Ukhaatherium is a now extinct species of mammal that lived during the upper Cretaceous about 84 to 72 million years ago in today's East Asia. It is known above all from Ukhaa Tolgod, where it alone is occupied by eight individuals, six of them completely. In general, Ukhaatherium weighing about 32 g was quite small and resembled today's insect eaters. In addition, there were still some original skeletal features.

Temporal range: Campanian
~84–72 Ma
Scientific classification
U. nessovi
Type species
Ukhaatherium nessovi
Novacek, Rougier, Wible, McKenna, Dashzeveg & Horovitz, 1997


Fossil findingsEdit

Since the year 1990 joint expeditions of the American Museum of Natural History and the Mongolian Academy of Sciences took place in the Gobi desert of southern Mongolia, in order to investigate Upper Cretaceous and Tertiary vertebrates. Alone more than 500 skulls of mammals were discovered at the Ukhaa Tolgod fossil field in the Nemegt Basin discovered in 1993, together with outstanding fossil dinosaurs - both skeletons, eggs and embryos -, birds and lizards. The discovery of two mammalian species from the early stages of the development of Eutheria, including the first known one from Ukhaatherium and another from Zalambdalestes, were prominent.

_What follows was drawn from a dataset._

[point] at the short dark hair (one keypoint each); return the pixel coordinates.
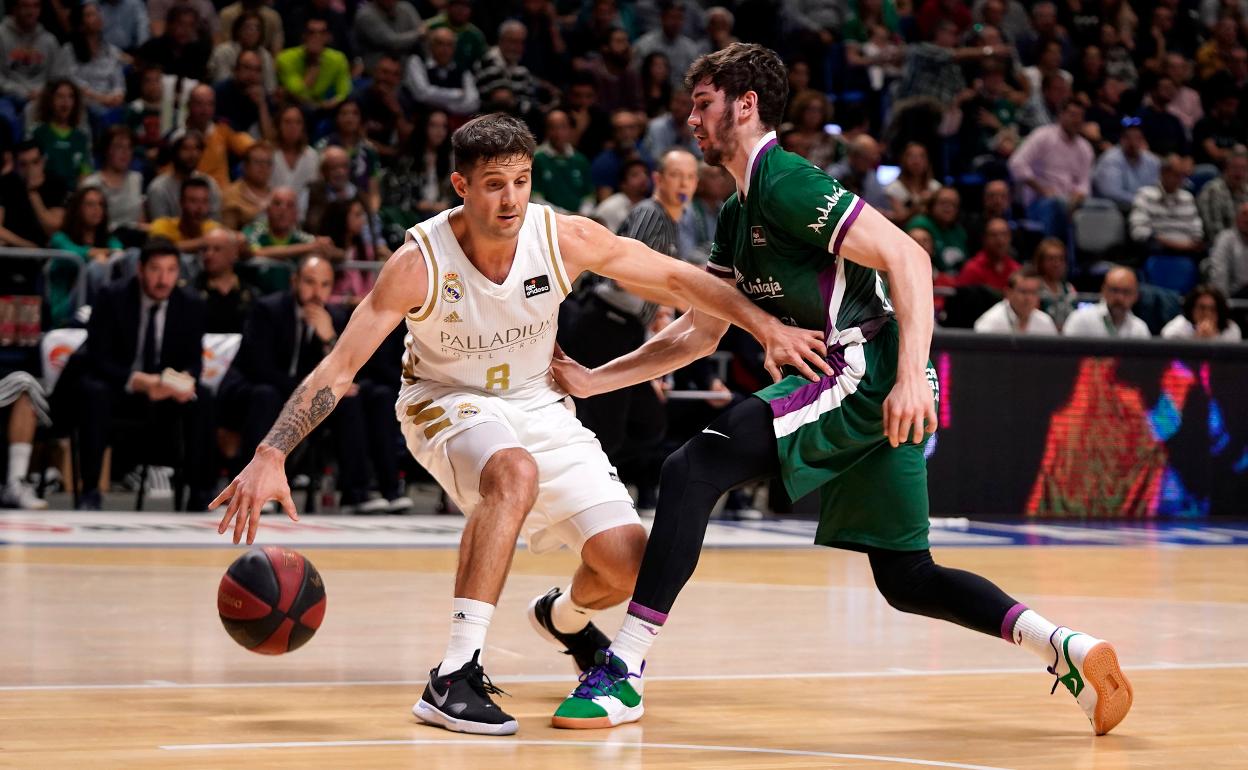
(740, 68)
(195, 181)
(157, 247)
(491, 137)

These originate from the Djadochta Formation, which is dated to Campanian about 84 to 72 million years ago.



Ukhaatherium is a genus from the family of the Asioryctitheria, which lived in the late Cretaceous. Asioryctes, both together form the subfamily of the Asioryctinae, while Kennalestes stands somewhat outside this group. These early mammals are characterized by the presence of four premolars.